Mit dem Projekt „Stargate“ hat Trump Investitionen von insgesamt 500 Milliarden Dollar in den Ausbau Künstlicher Intelligenz angekündigt und dafür die Spielregeln für die Unternehmen gelockert. Fängt damit der Börsenhype rund um KI erst so richtig an?

Mit Stargate ist es wie mit allen Ankündigungen von Trump in seiner ersten Amtszeit: Ohnehin geplante Investitionen werden als ein Deal von Donald Trump vorgestellt, um die Wählerschaft zu beeindrucken. Diese Form von PR-Politik wird die kommenden vier Jahre beherrschen. Der Abbau von Regeln für die Entwicklung von KI ist dagegen real, kann aber auch zu erheblichen Problemen führen.
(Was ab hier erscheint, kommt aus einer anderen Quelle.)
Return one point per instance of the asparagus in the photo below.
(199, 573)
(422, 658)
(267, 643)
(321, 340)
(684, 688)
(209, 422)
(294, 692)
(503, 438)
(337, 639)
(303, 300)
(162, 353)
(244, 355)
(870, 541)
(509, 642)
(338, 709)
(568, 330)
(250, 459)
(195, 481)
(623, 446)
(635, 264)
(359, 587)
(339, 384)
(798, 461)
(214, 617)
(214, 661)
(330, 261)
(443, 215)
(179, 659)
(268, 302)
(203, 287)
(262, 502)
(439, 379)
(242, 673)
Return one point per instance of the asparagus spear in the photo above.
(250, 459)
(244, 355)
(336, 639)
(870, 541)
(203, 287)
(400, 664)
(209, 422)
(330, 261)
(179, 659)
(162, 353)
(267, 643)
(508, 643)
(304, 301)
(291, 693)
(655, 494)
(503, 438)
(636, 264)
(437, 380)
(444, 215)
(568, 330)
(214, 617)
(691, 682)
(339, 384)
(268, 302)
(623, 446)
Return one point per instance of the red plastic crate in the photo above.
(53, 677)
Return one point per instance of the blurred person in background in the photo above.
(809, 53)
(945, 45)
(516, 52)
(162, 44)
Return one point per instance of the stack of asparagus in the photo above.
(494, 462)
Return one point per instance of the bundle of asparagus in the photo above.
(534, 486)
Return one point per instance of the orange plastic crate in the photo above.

Unter Vorgänger Biden mussten KI-Entwicklungen, die eine Gefahr für die nationale Sicherheit, die Wirtschaft oder die öffentliche Gesundheit darstellen könnten, auf ihre Risiken hin geprüft werden. Das hat Trump nun widerrufen - obwohl namhafte Experten vor den Gefahren durch KI warnen. Wie schätzt du diese Entwicklung ein?

Schwer zu sagen. Die Gefahren von KI verschwinden nicht, nur weil Donald Trump und Elon Musk nicht wollen, dass sie genau untersucht werden. Grundsätzlich aber ist KI nicht aufzuhalten. Ehrlich gesagt besteht mein Depot mit Apple, Nvidia, Amazon, Taiwan Semiconductor Manufacturing zu einem ganz erheblichen Teil aus Werten, die von KI wohl profitieren werden. Auch bei Aktien wie John Deere, Intuitive Surgical, Mastercard oder Booking ist das so.

„Windenergie ist in den USA sehr populär – auch in der eigenen Wählerschaft von Donald Trump. Windanlagen liefern sehr günstigen Strom und sind zum Beispiel in Texas für konservative Landbesitzer eine hervorragende Einnahmequelle.“

Trump hat außerdem den Bau neuer Windkraftanlagen vorerst ausgesetzt. Gerade die Tech-Konzerne brauchen aber jede Menge Energie, um KI weiterzuentwickeln. „Drill, baby, drill“ for the win? Kann das alles sein?

Trump wurde schon in seiner ersten Amtszeit stark von der Ölindustrie finanziert. Windenergie ist in den USA allerdings sehr populär – auch in der eigenen Wählerschaft von Donald Trump. Windanlagen liefern sehr günstigen Strom und sind zum Beispiel in Texas für konservative Landbesitzer eine hervorragende Einnahmequelle. Die werden sich von Donald Trump nicht reinreden lassen. Trump kann die Entwicklung zu Clean Energy verlangsamen. Das ist auch sein Ziel. Aufhalten kann er sie aber nicht. Für Aktieninvestments ist das allerdings alles eher zweitrangig. Clean Energy ist eine tolle Sache – aber als Aktieninvestment eher grauenhaft. So liegt zum Beispiel der iShares Global Clean Energy ETF seit Auflage im Juli 2007 fast 60 % im Minus (per 30.01.2025).

Gerd Kommer

Chart: Clean Energy ETF

Big Tech ist in deinem Depot prominent vertreten. Apple und Netflix sind derzeit deine größten Positionen. Gerade Netflix hat ganz aktuell tolle Nutzerzahlen geliefert. Die Aktie konnte zweistellig zulegen. Warum läuft's bei Netflix so gut und geht da noch was?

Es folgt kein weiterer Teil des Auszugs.